The ego loves control and hates to give it up. It therefore does not like the unknown and sees it as a risk. So it will often freak out when we try to do something new. People say that ‘magic begins at the end of your comfort zone’ and that ‘magic is what is on the other side of fear’. Yet the magic begins not at the end of your comfort zone, but at the end of EGO’s comfort zone! And the fear too is felt by the ego.
The ego knows that we humans are social creatures and it wants for us to be liked and accepted… but then it tries so hard to make us ‘fit in’ and be liked, that we soon begin to lose our identity and our individuality – the very thing we are meant to express and contribute to the world. If we end up listening to the ego, we will not only lose our individuality, but more importantly, we lose our sovereignty and become slaves to the will of others.
The ego wants to learn as much as it can so that it can serve us better… but then it goes over the top and tries to rationalise, analyse and categorise everything and everyone!!! Incidentally, this is where false assumptions and stereotypes come from. And if that wasn’t bad enough, it will dismiss, deny and ridicule anything that it cannot understand.
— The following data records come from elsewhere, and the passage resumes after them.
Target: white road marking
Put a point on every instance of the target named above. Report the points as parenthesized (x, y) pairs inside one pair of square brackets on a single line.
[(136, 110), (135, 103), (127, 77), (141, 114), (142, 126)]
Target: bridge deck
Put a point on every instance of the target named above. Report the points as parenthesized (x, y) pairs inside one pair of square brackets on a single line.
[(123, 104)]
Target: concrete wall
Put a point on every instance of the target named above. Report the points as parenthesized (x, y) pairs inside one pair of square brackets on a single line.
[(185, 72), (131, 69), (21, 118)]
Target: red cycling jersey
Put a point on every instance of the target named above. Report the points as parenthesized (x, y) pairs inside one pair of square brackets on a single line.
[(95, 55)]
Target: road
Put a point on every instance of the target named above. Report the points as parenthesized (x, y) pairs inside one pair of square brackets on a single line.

But that’s not all. For most of us, our egos will often engage in complaining, judging, blaming, criticising and playing mind-games. It is the ego that subscribes to social pecking orders and plays the whole ‘I am better than you’ game. These unhelpful traits are not only directed at others – often, the ego will also direct this venom back at us in the form of feelings of unworthiness and inferiority.
Humanity was not meant to live and operate from the lower perspective of the ego. Yet, looking at my own life and the world around me, this seems to be very much what has been going on. It’s like we have been culturally programmed to operate at this lower level of consciousness.
When living life from the ego’s level of consciousness, our day to day lives will be dominated by thoughts of fear, anxiety, jealousy, competition, anger, feelings of dissatisfaction, feelings of superiority and inferiority, and ceaseless mental chatter.
This way of living is guaranteed to deny us the happiness we seek.
I won’t claim to have fully conquered my ego. Nothing could be further from the truth. As a result, I won’t say that I have all the answers. But I CAN tell you that adopting this new perspective has helped me become a happier and more peaceful person.
In terms of actual steps taken towards taming the ego, I can say that the following have helped me – whenever I applied them consistently:
1. Practising awareness – I do my best to remind myself that I am not my mind or its thoughts and to keep track of what the mind is saying and doing;
2. Training the ego – I do my best to stop myself when I realise that I am judging, blaming, criticising, being fearful etc. and guide my thoughts in a more loving, peaceful and optimistic direction;
3. Nurturing my connection to my authentic self – I do my best to stay calm and in a peaceful and loving state so I can project this out into the world and have it reflected back at me. I also do my best to pay more heed to what my feelings and intuition tell me and no longer make decisions based solely on logic. Last, but not least, I also do my best to use my imagination creatively in order to help me discover new possibilities and opportunities.
You will have noted that all of the above explanations start with the words “I do my best to.” I use these words to drive home the point that this is all that any of us can do.
Some days I seem to be better at it than on others, but I can honestly see a gradual improvement in my overall state of happiness as a result. And that is all the proof and incentive I need to keep going.